Il genio di Leonardo a 500 anni dalla morte: una giornata di studio all’Insubria

Una giornata commemorativa nel semi-millenario della morte (1519-2019)

07 Ottobre 2019
Guarda anche: Cultura Musica Spettacolo

Un simposio sfaccettato è il contributo dell’Università dell’Insubria al fitto calendario nazionale di celebrazioni del genio di Leonardo da Vinci, nella ricorrenza dei 500 anni dalla morte. «Leonardo in Insubria: giornata commemorativa nel semi-millenario della morte (1519-2019)», a cura di Andrea Spiriti, è in programma venerdì 11 ottobre dalle 9.30 alle 17.30 nell’aula magna di via Ravasi 23, a Varese, ed è aperta agli studenti e al pubblico.

Diciotto relatori, che appartengono in massima parte al Dipartimento di Scienze umane e dell’innovazione (Disuit), mettono a confronto le proprie competenze per raccontare, almeno in parte, il «fenomeno Leonardo», alternando aspetti noti ad altri solo all’apparenza marginali. Durante la giornata sono previsti anche intermezzi con musica del tempo di Leonardo, con Carlo Taffuri al violino e Irene Alzani al violoncello.

Come spiega Andrea Spiriti: «La versatilità eccezionale di Leonardo da Vinci (1452-1519) si concretizza sia nei molti ambiti toccati dal suo genio, sia nelle continue riletture a cui le sue opere e le sue idee sono sottoposte nei secoli, fino alla cultura popolare e romanzesca e alla costruzione di un vero e proprio mito del personaggio»

La giornata si apre alle 9.30 con un saluto del rettore Angelo Tagliabue e una prolusione di Spiriti.
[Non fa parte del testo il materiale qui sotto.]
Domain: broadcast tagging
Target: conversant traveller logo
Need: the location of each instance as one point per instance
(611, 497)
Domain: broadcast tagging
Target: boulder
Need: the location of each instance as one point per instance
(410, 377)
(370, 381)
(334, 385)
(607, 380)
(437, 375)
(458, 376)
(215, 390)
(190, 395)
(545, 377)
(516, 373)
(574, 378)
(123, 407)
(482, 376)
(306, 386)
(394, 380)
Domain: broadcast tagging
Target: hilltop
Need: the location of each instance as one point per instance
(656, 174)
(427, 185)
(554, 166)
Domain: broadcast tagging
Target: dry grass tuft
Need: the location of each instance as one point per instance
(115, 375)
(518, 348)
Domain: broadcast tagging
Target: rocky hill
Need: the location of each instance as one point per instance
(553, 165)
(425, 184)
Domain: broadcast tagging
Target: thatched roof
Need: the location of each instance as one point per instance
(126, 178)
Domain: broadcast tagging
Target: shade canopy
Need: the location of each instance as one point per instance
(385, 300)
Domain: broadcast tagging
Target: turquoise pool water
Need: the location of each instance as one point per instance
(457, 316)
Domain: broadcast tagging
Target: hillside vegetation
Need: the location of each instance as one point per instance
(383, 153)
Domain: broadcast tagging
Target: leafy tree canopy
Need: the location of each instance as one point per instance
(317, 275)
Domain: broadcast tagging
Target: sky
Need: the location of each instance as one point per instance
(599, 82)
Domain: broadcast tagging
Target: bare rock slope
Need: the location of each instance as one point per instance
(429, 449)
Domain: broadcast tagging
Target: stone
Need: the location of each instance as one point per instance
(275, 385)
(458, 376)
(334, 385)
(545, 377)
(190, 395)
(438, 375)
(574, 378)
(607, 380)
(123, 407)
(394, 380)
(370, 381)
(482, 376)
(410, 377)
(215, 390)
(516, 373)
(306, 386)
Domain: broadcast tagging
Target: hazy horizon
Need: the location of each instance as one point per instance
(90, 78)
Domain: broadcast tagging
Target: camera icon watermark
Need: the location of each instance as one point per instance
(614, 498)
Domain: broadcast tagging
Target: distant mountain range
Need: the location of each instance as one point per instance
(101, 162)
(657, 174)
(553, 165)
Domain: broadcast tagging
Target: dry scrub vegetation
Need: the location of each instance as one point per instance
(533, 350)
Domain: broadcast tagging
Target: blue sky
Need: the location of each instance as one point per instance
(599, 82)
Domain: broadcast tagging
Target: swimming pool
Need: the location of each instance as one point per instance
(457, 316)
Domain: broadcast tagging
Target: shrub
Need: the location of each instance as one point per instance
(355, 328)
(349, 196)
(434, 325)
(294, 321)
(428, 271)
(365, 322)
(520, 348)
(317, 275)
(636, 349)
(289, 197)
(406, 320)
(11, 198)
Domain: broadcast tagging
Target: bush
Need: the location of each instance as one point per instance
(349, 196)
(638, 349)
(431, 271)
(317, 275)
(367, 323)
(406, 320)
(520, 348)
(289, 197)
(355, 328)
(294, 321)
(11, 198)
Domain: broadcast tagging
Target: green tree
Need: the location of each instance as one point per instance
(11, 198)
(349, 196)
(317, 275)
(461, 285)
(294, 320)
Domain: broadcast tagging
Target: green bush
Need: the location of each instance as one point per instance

In mattinata si affrontano questi temi: «Leonardo e i poteri politici, da Firenze alla Francia» con Mario Conetti, «Vestigia leonardiane alla corte inglese: collezionismo e discorsi del potere» con Paola Baseotto e Omar Khalaf, «Leonardo e la situazione politica italiana fra Quattro e Cinquecento» con Giorgio La Rosa, «1519. Dal mondo stretto alla terra espansa» con Pierre Dalla Vigna, «Leonardo pittore» con Spiriti, «Leonardo nella percezione degli artisti all’epoca del Grand Tour» con Laura Facchin, «Le traduzioni inglesi dei codici leonardiani: aspetti discorsivi e terminologici» con Alessandra Vicentini e Daniel Russo, «Leonardo e l’umanesimo scientifico» con Fabio Minazzi.

Fitto anche il programma del pomeriggio, dalle 14.30: «Leonardo musico e cantore» con Ugo Moschella, «Leonardo e il metodo scientifico» con Paolo Musso, «L’Utopia e la città ideale di Leonardo» con Paolo Bellini, «Karl Jaspers e Leonardo» con Erasmo Silvio Storace, «Leonardo e le viae aquarum» con Paola Biavaschi, «Leonardo e le macchine» con Nicoletta Sabadini, «Il Leonardo dei Lumi a partire da Carlo Amoretti» con Paolo Bernardini, «Goethe e Leonardo: le affinità elettive» con Micaela Latini, «La scrittura mancina di Leonardo» con Giulio Facchetti.